Wahrscheinlich weist der Gesellschaftsschnitt eine geringere Zahl Berufspädagogen auf. Gleichzeitig war es aber auch lange nicht mehr so wichtig, dass wir unserer pädagogischen Verantwortung beim Thema Medien allesamt mehr Gewicht beimessen. Was selbst dann keine leichte Aufgabe ist, wenn man den neuen Medien aufgeschlossen gegenübersteht.

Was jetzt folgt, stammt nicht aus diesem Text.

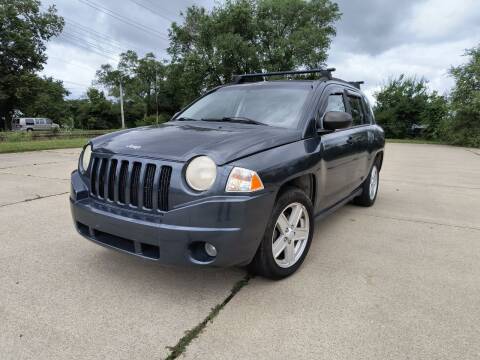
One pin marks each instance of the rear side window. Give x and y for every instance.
(368, 111)
(335, 103)
(356, 110)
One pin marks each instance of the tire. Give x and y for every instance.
(295, 242)
(369, 187)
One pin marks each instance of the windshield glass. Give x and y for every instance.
(274, 106)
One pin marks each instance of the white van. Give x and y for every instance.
(34, 124)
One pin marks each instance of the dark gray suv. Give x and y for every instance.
(236, 178)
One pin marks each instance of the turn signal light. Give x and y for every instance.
(243, 180)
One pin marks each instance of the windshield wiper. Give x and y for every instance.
(238, 119)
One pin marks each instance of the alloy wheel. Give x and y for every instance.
(290, 235)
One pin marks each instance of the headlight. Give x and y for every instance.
(86, 156)
(243, 180)
(201, 173)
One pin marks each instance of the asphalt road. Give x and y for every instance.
(400, 280)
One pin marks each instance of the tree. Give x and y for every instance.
(143, 83)
(24, 31)
(43, 97)
(463, 126)
(406, 101)
(243, 36)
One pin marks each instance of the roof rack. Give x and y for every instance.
(238, 79)
(357, 83)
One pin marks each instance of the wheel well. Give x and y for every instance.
(306, 183)
(379, 158)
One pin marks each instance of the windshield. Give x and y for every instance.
(274, 106)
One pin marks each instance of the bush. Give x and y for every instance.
(152, 120)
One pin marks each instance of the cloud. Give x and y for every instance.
(375, 39)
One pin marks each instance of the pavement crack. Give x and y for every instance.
(473, 152)
(181, 346)
(424, 222)
(33, 199)
(30, 175)
(35, 164)
(431, 184)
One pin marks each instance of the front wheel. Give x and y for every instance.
(287, 238)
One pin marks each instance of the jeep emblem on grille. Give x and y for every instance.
(134, 147)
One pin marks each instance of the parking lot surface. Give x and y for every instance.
(400, 280)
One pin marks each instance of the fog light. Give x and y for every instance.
(210, 250)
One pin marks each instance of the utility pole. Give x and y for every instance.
(121, 105)
(156, 88)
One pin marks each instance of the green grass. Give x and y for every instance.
(29, 145)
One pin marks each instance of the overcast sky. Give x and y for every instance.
(376, 39)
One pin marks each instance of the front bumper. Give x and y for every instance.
(233, 224)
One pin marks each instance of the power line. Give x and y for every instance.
(123, 19)
(86, 47)
(58, 58)
(92, 44)
(152, 10)
(75, 83)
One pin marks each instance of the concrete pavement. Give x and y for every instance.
(398, 280)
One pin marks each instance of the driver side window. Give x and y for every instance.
(335, 103)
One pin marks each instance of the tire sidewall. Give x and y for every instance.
(288, 197)
(375, 165)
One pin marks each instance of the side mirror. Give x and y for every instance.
(334, 120)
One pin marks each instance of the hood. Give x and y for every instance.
(180, 141)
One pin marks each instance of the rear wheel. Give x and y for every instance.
(287, 238)
(369, 188)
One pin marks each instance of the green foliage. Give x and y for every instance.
(241, 36)
(43, 97)
(462, 127)
(94, 112)
(403, 102)
(152, 120)
(24, 32)
(143, 81)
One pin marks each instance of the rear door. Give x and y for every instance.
(359, 136)
(338, 152)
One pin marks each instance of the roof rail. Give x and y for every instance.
(357, 83)
(238, 79)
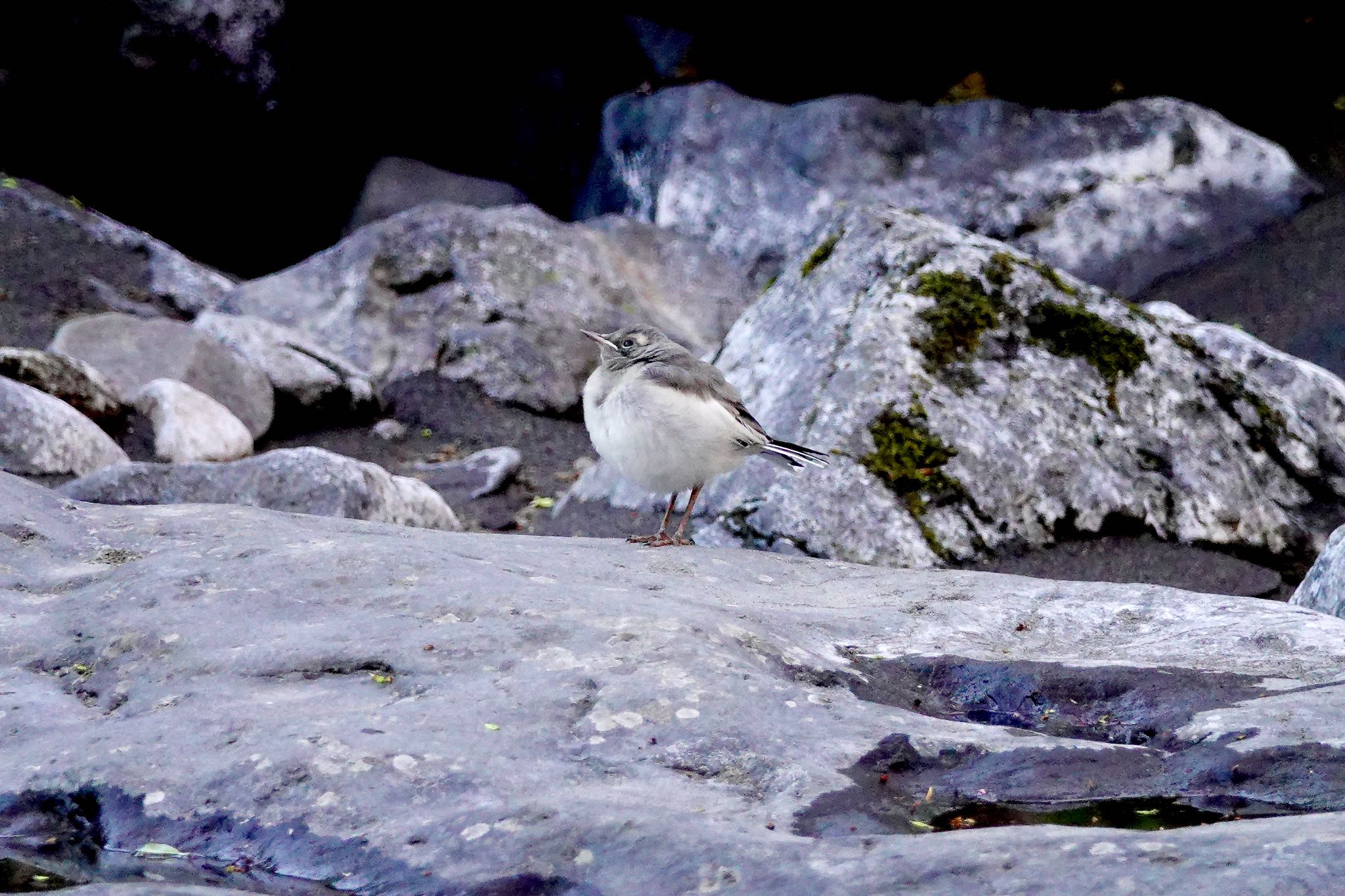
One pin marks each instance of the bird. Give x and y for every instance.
(670, 422)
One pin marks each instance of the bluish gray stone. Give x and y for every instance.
(407, 711)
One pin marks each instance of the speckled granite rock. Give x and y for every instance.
(409, 712)
(131, 352)
(190, 425)
(977, 402)
(41, 436)
(72, 381)
(1116, 196)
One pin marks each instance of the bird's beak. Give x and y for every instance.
(600, 339)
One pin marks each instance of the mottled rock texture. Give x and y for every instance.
(493, 296)
(41, 435)
(305, 480)
(978, 402)
(191, 426)
(131, 352)
(313, 385)
(72, 381)
(1116, 196)
(1287, 286)
(401, 712)
(1324, 587)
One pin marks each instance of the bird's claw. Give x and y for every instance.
(659, 540)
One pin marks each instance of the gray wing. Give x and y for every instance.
(690, 373)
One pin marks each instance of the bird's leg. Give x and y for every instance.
(662, 535)
(680, 536)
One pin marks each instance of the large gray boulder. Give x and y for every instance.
(41, 435)
(72, 381)
(60, 258)
(131, 352)
(977, 402)
(423, 712)
(305, 480)
(491, 296)
(396, 184)
(1287, 286)
(1116, 196)
(310, 382)
(191, 426)
(1324, 586)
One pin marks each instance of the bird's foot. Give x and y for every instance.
(648, 539)
(665, 540)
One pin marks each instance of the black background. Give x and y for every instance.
(254, 179)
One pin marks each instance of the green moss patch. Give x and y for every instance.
(1071, 331)
(910, 458)
(821, 254)
(1049, 274)
(962, 310)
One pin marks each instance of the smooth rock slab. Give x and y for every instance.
(1324, 586)
(72, 381)
(494, 297)
(131, 352)
(1116, 196)
(305, 480)
(190, 425)
(437, 712)
(978, 403)
(41, 435)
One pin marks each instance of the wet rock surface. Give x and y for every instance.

Insbesondere der Anteil derjenigen, die Netzwerktechnologien intensiv nutzen, scheint mir im Nachhinein repräsentativ niedrig. In der medialen und ihrer Selbstwahrnehmung wird das Gewicht dieser Gruppe überhöht und maßlos überschätzt.
Beispiel gefällig? Die Enthüllungen von Edward Snowden wurden im Bundestagswahlkampf fast vollständig ausgeklammert. Wäre die Twitter-/Facebook-Community in Deutschland nur halb so bedeutsam wie sie in Wirklichkeit ist, keiner der Kontrahenten hätte ihre Meinung ignorieren können. Dass selbst die Diskussion um eine PKW-Maut höheren Stellenwert einnahm, war eine schallende Ohrfeige für die ach so wichtige Community.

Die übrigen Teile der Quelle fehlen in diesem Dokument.